Never call Square-Enix predictable. In the years since Final Fantasy XIV bombed so hard that it caused the company to lose $150 million, the company has streamlined its game business. Big budget games have largely been left to its subsidiary Eidos (Tomb Raider, Hitman: Absolution, Deus Ex: Human Revolution), while Square’s internal studios in Japan have focused on mobile and social games bearing the Final Fantasy name. With the exception of Final Fantasy XIII and its sequel, Square has only released a single Japanese-made game in the past four years. Yet here’s Drakengard 3, a sequel to a little known series of Square-Enix published action RPGs on the PlayStation 2. What’s more, it’s a PlayStation 3 exclusive.
Announced this week in Japan’s Famitsu magazine, Drakengard 3 (or Drag-on Dragoon 3 as it’s called in Japan) will be out this year for PlayStation 3. Like its predecessors on PlayStation 2, Drakengard 3 will be an action role-playing game, with players engaging in large-scale melee fights on the ground as well as taking to the air on a dragon and fighting in the sky.
Based on that description, the games sound pretty typical. The original Drakengard games were deeply strange, though.

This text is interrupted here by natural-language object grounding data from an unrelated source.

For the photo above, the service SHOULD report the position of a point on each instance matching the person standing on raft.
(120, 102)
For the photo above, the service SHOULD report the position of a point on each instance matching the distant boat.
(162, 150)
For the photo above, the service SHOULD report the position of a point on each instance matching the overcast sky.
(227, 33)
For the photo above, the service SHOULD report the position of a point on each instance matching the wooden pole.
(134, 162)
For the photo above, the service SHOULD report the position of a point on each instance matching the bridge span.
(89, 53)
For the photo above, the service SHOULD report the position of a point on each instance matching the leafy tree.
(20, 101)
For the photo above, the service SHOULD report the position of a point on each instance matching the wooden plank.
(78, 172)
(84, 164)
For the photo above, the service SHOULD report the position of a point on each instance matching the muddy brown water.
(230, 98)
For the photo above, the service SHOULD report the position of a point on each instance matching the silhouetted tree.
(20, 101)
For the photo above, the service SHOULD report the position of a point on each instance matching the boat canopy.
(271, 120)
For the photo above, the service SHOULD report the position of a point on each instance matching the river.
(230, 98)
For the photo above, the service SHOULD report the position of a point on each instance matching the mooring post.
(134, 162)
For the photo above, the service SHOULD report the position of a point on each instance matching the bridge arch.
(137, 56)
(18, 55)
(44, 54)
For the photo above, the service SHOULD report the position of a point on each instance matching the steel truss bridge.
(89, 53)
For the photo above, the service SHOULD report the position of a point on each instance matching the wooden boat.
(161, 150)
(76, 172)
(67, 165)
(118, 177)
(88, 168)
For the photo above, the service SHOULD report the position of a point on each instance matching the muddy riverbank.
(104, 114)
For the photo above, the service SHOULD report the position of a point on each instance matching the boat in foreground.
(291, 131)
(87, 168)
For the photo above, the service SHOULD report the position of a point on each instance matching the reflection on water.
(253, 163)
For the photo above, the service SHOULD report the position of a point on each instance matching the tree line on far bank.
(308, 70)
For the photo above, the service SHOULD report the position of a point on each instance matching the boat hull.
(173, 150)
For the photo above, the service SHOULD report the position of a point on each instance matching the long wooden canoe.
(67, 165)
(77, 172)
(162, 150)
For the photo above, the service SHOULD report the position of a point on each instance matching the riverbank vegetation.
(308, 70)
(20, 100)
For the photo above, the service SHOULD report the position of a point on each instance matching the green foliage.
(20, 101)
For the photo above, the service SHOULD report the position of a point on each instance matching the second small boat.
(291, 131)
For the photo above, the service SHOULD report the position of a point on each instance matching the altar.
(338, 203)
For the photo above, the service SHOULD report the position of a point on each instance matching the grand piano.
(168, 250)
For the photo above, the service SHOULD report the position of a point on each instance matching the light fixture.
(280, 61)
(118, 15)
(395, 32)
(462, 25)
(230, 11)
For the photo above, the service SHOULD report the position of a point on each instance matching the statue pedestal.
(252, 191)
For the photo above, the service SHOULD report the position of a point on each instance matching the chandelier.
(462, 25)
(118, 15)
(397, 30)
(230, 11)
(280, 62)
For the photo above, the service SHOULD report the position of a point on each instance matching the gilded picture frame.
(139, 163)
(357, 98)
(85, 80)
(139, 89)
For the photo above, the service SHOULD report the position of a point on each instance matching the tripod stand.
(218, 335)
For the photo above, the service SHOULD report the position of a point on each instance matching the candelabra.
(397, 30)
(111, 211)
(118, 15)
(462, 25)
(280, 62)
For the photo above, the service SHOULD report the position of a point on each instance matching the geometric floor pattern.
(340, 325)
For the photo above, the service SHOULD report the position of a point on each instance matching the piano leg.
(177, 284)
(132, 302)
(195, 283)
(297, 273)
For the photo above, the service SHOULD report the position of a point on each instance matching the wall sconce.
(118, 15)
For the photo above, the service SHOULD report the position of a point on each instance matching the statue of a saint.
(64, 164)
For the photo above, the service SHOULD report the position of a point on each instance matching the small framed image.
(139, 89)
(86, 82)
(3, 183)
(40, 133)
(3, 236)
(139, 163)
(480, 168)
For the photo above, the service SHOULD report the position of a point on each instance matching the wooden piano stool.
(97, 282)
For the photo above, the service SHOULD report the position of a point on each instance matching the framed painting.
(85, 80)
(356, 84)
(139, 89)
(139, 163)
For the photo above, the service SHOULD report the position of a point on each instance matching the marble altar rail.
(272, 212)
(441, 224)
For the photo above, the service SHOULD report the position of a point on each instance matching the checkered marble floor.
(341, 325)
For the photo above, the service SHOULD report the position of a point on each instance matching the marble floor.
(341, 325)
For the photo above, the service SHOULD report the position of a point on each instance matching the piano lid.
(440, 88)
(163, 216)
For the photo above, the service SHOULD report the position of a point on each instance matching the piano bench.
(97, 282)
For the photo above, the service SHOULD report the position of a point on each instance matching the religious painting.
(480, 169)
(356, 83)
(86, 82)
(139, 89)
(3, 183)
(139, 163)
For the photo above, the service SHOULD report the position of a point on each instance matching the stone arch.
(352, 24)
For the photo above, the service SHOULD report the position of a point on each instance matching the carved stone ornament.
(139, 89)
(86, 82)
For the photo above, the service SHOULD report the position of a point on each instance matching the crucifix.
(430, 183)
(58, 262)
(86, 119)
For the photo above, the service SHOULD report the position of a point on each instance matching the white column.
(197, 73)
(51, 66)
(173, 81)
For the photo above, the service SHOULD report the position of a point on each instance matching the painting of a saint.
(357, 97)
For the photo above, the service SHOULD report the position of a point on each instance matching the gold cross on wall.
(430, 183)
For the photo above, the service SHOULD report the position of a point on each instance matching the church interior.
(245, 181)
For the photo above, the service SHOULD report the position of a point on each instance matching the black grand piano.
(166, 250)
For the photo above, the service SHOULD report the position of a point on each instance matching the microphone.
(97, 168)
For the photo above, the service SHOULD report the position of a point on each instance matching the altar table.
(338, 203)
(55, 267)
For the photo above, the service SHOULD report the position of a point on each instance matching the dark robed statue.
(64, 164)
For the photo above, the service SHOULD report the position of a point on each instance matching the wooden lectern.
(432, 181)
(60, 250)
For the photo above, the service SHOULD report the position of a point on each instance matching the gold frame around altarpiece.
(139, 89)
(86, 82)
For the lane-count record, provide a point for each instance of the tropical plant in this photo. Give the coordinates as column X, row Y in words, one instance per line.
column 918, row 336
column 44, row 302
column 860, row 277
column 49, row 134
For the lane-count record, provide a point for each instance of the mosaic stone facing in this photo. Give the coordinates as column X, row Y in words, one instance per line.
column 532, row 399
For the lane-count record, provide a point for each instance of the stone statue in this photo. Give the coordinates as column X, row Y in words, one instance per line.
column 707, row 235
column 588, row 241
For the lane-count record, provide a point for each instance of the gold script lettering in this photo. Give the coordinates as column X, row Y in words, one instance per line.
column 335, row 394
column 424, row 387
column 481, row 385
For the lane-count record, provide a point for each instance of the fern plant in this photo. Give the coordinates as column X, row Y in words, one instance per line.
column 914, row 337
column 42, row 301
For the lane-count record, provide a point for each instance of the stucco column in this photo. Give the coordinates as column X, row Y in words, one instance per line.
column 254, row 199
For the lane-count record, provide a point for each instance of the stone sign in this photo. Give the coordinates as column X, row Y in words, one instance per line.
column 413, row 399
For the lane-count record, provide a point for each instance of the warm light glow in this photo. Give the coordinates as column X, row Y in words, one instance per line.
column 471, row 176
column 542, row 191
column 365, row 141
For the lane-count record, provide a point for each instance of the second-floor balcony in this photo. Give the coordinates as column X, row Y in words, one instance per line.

Developed by the now defunct independent studio Cavia on behalf of Square, the game’s were unusually macabre, dealing in medieval drama with enough torrid sex and violence to make it seem like a David Lynch-directed version of Game of Thrones. Drakengard 3 sounds peculiar in its own right, starring a one-armed girl with a flower growing out of her right eye in a world where humans are at war with a race who performs magic through singing.
The original developer Cavia actually disbanded after they completed work on Nier for Xbox 360 and PlayStation 3 in 2010 – the aforementioned single Japanese game published by Square for consoles since 2009 besides Final Fantasy XIII. Drakengard 3 will be developed largely by Access Games, the same team behind cult horror classic Deadly Premonition. The key creators from Cavia, including director Taro Yoko, composer Keiichi Okabe, character designer Kimihiko Fujisaka, and producer Takamasa Shiba are spearheading the game.